Impactos no Terreno e na População
A guerra, que já dura mais de um mês, tem causado danos significativos. Nesta quinta-feira, o Ministério da Saúde iraniano relatou danos ao Instituto Pasteur, um centro estratégico em Teerã. A escalada também levou a ataques iranianos contra Israel, resultando em feridos leves e forçando moradores, como em Tel Aviv, a buscarem abrigos durante a celebração da Páscoa judaica. O conflito se expandiu por todo o Oriente Médio, afetando também o Líbano, onde o Hezbollah reportou lançamentos contra o norte de Israel, e países do Golfo.

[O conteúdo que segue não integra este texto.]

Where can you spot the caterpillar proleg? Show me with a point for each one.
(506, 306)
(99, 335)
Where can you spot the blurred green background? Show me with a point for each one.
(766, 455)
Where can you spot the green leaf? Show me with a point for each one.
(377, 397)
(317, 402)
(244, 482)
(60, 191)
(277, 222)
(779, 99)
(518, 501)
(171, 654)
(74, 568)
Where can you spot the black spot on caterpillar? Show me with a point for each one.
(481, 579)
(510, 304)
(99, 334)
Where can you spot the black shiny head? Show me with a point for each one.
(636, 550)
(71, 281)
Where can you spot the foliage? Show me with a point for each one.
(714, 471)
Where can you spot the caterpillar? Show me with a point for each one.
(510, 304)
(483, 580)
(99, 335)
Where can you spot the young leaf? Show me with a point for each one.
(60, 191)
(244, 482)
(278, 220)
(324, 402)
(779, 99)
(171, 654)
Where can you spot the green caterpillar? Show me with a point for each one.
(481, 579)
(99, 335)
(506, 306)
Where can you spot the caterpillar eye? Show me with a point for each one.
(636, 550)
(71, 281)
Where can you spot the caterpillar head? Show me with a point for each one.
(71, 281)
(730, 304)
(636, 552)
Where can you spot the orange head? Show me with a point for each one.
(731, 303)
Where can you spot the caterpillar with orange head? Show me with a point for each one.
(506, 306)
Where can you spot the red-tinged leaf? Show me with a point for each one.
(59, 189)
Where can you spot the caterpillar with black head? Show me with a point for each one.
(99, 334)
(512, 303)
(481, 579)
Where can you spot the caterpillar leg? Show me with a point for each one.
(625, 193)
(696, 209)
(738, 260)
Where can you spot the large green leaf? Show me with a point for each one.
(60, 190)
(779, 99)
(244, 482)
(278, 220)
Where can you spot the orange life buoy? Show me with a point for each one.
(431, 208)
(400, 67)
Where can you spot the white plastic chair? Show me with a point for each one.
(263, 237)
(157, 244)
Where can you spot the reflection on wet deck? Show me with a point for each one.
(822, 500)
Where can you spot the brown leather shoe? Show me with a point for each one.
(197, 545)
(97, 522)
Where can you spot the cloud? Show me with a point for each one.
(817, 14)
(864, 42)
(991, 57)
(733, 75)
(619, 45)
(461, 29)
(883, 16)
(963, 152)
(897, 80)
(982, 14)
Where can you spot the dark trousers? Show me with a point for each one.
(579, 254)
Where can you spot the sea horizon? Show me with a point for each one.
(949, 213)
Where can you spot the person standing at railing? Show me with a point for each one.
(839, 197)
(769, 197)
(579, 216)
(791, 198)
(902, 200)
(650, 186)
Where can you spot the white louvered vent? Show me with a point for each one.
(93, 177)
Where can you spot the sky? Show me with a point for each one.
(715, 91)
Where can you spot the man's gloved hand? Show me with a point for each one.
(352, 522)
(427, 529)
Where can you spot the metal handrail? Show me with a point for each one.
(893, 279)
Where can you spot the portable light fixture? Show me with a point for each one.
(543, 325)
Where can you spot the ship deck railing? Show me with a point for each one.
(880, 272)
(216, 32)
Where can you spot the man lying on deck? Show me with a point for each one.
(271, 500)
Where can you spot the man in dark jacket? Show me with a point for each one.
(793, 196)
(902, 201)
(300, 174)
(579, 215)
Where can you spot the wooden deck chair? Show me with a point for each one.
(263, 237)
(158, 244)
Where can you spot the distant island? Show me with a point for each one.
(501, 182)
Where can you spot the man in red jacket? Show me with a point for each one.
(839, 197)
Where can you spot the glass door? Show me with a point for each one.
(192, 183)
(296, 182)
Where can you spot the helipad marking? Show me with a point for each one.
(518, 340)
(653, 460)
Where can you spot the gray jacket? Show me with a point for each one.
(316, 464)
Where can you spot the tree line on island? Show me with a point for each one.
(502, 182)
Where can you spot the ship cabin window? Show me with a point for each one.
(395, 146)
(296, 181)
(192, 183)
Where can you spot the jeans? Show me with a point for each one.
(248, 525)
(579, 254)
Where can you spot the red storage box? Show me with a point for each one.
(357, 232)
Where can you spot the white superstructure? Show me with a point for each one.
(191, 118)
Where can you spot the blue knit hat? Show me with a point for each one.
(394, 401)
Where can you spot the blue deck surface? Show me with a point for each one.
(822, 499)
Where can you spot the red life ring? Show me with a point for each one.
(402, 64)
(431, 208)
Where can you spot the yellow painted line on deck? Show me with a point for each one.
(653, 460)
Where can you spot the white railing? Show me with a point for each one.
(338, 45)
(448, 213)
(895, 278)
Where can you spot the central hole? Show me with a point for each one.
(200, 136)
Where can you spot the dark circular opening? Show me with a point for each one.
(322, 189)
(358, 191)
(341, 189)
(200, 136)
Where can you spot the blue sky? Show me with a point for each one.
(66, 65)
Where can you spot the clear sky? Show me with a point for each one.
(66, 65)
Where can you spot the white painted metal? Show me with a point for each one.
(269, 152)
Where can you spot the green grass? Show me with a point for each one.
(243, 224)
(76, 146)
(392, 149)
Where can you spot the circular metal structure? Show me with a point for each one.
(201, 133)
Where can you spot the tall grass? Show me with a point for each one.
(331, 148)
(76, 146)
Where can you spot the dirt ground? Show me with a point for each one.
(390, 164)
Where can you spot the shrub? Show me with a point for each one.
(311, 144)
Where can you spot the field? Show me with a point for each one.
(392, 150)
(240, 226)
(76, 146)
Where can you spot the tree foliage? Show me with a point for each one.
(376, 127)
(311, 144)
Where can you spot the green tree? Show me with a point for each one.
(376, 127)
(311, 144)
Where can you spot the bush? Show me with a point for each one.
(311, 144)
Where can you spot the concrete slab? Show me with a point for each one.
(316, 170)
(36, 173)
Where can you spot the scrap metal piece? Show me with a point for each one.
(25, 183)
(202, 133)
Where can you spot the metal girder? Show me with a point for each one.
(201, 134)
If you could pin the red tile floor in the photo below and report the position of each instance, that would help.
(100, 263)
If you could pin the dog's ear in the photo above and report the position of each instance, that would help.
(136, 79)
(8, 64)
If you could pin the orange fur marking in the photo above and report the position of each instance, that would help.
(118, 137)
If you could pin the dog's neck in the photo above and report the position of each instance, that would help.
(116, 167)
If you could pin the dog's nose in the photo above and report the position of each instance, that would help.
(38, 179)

Negociações e Interesses Globais em Jogo
Apesar das ameaças, Trump reiterou a possibilidade de um acordo, sugerindo que estaria disposto a dialogar com novos líderes iranianos. No entanto, o governo do Irã rejeitou as propostas americanas como “maximalistas e irracionais”, afirmando que não há negociações diretas em andamento, apenas por meio de intermediários como o Paquistão. A disputa pelo controle do Estreito de Ormuz, por onde passa cerca de um quinto do petróleo mundial, tornou-se um ponto central. Os EUA exigem sua reabertura como condição para um cessar-fogo, enquanto o Irã promete mantê-lo fechado aos seus “inimigos”.
Repercussões Econômicas e Diplomáticas
A instabilidade gerada pelo conflito já impacta a economia global. Os preços do petróleo registraram alta superior a 6% após o discurso de Trump, e o diretor-gerente do Banco Mundial expressou “extrema preocupação” com os efeitos sobre a inflação, o emprego e a segurança alimentar. Enquanto o Reino Unido lidera uma cúpula para discutir a liberdade de navegação na região, a China criticou os ataques “ilegais” contra o Irã, classificando-os como a “causa primária” do bloqueio, e pediu um cessar-fogo imediato.